I will be adding to this post on Wednesday, Friday and Monday for people who wish to follow me.

The following is an excerpt from my memoir which is about Mary O’s site and the people on it.

“Looking up medical references, I find a Cushing’s help and support internet site, founded by Mary O with over 6,000 members world wide. Story after story all screaming the same thing: believe me, listen to me, I’m sick. Doctors telling them to diet and exercise or that this is such a rare disease they can’t possibly have it. Excuses to dismiss us. It isn’t that the doctors don’t have the knowledge, they won’t believe us. So many, too many, my story isn’t unique. I am the rule and not the exception. I have to make people believe us and so I write.

WHEN ANGELS KNOCK

By

Janice Barrett

I wake up aware that I’m on display. There are no tracks in the ceiling for curtains to be drawn around my bed like most hospitals. I want to stick my thumbs into my ears and wiggle my fingers saying, “booga booga,” but know this is not the place or time. These people will not have a sense of humour. The white ceiling melts into bare white walls oozing an antiseptic smell. I know why I’m here. I went crazy.

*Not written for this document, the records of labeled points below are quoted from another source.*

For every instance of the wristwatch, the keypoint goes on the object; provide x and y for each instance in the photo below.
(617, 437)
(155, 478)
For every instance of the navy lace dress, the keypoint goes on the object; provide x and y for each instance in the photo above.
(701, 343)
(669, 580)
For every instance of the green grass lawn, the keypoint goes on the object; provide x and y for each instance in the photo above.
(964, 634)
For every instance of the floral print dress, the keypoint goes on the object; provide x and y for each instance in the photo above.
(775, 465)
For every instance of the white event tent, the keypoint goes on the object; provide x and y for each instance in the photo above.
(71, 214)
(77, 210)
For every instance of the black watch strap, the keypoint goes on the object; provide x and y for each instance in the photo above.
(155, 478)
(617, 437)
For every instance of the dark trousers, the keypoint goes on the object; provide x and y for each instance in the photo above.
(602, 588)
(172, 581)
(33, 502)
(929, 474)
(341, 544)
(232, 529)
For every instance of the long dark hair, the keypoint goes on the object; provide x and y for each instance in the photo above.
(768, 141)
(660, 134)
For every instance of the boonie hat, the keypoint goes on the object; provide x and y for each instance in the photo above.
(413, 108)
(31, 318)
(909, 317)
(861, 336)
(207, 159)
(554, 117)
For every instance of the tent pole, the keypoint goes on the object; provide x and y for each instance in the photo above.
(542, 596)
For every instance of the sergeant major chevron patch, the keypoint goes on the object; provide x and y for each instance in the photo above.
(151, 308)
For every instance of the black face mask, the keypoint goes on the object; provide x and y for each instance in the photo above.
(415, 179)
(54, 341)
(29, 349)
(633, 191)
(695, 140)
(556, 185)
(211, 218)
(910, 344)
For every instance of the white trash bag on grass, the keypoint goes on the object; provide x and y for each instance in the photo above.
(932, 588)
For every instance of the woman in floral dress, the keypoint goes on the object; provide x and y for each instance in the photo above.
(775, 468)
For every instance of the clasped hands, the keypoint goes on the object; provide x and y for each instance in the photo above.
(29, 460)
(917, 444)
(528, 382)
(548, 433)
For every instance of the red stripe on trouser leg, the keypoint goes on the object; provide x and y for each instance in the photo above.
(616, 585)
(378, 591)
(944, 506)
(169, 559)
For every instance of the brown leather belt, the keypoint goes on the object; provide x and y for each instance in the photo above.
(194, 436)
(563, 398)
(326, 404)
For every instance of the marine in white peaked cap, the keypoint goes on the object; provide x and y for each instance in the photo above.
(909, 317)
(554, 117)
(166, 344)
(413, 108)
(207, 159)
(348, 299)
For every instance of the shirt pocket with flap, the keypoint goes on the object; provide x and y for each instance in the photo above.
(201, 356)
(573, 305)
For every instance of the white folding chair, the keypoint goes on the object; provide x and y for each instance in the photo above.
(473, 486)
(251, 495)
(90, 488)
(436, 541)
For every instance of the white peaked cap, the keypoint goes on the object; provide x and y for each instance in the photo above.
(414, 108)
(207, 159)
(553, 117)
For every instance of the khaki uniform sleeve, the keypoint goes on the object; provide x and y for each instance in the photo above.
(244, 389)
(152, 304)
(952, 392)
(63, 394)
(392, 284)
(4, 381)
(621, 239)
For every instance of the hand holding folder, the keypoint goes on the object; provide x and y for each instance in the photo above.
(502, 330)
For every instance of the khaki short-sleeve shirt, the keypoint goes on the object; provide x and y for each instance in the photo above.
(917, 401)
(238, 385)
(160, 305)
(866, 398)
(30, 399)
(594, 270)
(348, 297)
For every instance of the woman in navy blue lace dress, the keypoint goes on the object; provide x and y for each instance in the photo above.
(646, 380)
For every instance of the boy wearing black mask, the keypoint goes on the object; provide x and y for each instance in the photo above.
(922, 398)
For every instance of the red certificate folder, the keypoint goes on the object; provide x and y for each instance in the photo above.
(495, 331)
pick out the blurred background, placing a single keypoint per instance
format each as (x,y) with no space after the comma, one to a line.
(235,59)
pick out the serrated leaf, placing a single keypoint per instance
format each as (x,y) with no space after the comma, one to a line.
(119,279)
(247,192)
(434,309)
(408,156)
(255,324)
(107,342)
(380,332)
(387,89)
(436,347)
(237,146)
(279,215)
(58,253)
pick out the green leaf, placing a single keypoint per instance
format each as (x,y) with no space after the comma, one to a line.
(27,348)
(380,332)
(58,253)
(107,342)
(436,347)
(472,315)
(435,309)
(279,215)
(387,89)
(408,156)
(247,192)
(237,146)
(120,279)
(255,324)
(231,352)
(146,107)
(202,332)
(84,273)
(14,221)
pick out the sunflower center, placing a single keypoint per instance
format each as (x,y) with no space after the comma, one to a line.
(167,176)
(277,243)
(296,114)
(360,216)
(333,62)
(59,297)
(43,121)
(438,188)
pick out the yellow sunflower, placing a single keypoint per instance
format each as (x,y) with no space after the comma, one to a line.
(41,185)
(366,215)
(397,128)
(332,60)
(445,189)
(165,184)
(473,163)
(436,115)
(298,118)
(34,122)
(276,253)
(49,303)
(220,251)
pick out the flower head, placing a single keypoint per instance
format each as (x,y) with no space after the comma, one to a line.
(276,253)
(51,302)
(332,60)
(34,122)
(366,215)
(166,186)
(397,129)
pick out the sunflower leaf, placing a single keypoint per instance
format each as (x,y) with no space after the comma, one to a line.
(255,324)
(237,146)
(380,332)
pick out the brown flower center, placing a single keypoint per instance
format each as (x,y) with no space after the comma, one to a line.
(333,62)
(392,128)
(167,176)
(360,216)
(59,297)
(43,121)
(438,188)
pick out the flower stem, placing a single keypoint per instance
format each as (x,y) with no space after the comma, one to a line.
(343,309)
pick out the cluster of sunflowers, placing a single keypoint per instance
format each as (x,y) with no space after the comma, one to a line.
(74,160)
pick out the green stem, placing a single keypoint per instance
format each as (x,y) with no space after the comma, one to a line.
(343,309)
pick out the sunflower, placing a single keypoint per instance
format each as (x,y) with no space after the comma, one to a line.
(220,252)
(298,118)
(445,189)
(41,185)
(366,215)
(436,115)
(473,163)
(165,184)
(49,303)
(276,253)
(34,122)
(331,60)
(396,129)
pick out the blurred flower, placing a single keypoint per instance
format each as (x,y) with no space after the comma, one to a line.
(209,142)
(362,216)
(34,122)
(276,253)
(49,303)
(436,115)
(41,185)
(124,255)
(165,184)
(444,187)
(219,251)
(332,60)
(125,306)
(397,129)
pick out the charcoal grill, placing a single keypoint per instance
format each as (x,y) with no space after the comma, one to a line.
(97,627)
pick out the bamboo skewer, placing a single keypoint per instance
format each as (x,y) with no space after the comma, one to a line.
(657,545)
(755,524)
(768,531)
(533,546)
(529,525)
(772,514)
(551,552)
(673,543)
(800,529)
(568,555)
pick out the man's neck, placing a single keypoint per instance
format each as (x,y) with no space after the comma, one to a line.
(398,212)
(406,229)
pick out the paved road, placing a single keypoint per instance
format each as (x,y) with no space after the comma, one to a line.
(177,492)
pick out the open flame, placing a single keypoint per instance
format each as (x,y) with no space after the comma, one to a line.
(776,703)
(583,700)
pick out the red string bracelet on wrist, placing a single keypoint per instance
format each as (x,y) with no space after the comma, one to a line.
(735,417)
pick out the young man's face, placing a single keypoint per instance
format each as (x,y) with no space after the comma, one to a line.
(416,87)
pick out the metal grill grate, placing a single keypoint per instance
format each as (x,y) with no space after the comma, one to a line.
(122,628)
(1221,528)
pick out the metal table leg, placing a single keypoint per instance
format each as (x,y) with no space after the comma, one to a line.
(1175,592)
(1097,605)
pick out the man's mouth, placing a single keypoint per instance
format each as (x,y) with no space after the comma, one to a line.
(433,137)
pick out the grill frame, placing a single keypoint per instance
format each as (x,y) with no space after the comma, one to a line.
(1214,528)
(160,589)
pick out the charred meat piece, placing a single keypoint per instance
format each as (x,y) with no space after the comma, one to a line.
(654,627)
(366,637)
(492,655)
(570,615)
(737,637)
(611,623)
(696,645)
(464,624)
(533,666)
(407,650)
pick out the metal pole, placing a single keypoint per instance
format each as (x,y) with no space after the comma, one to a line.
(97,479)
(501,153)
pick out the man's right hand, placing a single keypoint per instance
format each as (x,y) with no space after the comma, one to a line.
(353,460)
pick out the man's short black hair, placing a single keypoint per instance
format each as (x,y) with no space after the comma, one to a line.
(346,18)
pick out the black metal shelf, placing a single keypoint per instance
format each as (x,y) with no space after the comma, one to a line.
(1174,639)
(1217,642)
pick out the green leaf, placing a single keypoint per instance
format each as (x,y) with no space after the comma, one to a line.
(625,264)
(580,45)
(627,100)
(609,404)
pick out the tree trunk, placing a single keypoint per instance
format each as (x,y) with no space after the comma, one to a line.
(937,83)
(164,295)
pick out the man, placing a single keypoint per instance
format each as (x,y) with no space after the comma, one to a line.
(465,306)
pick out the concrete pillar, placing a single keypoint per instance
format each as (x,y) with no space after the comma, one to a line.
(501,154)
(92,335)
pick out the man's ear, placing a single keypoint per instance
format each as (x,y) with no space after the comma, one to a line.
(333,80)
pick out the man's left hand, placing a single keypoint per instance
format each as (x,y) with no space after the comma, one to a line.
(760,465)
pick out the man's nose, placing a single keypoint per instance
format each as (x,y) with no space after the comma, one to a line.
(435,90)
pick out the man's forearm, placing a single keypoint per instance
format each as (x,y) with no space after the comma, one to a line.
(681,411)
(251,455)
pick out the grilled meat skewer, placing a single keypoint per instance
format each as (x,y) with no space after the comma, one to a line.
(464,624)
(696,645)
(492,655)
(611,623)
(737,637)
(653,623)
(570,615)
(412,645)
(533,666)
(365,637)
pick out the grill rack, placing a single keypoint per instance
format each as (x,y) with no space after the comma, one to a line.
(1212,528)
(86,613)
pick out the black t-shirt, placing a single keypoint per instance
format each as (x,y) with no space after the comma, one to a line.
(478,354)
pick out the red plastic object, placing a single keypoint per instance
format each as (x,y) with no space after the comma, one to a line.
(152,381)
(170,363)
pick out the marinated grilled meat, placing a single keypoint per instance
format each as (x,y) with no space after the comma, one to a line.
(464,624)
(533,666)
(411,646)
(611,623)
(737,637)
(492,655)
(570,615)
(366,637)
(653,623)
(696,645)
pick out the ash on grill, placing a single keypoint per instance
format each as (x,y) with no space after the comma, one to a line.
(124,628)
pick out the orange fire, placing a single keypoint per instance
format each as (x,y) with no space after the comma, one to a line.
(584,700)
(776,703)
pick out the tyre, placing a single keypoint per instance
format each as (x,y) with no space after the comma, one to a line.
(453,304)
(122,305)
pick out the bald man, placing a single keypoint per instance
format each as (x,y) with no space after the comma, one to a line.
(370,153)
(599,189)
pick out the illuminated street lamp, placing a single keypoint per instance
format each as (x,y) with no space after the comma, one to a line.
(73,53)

I felt the snap.

A crackly voice over a speaker announces, “Code White.”

I’m thirsty, but beside my bed the water bottle is empty.

“Code White.”

Built into the room is an office with a glass partition  where a nurse is standing. The mattress crinkles like plastic under the sheet when I roll out of the single bed, in a row of single beds. Walking up to the window, without saying anything, I slide my empty bottle through a circular hole in the middle of the glass and she, without saying anything, passes a full bottle back to me. I saw this once in a movie and I know I’m in lockdown. She is Nurse Ratched and I’m in my own sequel to “One Flew Over The Cuckoo’s Nest.”

I don’t want to be crazy like my mother. Death was her escape. I don’t want my children to live with the on-edge fear I did. Afraid that something they will do or say will trigger a psychotic episode and make them feel responsible.

“Code White.”

Music replaces the crackly voice, and I think of mom’s favourite song and her sitting beside the record player for hours on end with me hoping I’m safe. I lived in that world of “if only” for too long.

If only I hadn’t wanted toast.

***

I was safe at high school when my name was called after the morning announcements to come down to the Principal’s office. Dad was there. He said mom isn’t “feeling well.” I hate those words, his code words for scary psychotic. And I have to go home to look after her.

Mom looks okay, hair and make-up done to perfection, listening to Elvis Presley’s “Blue Christmas.” But I never know when they will come, the voices in her head.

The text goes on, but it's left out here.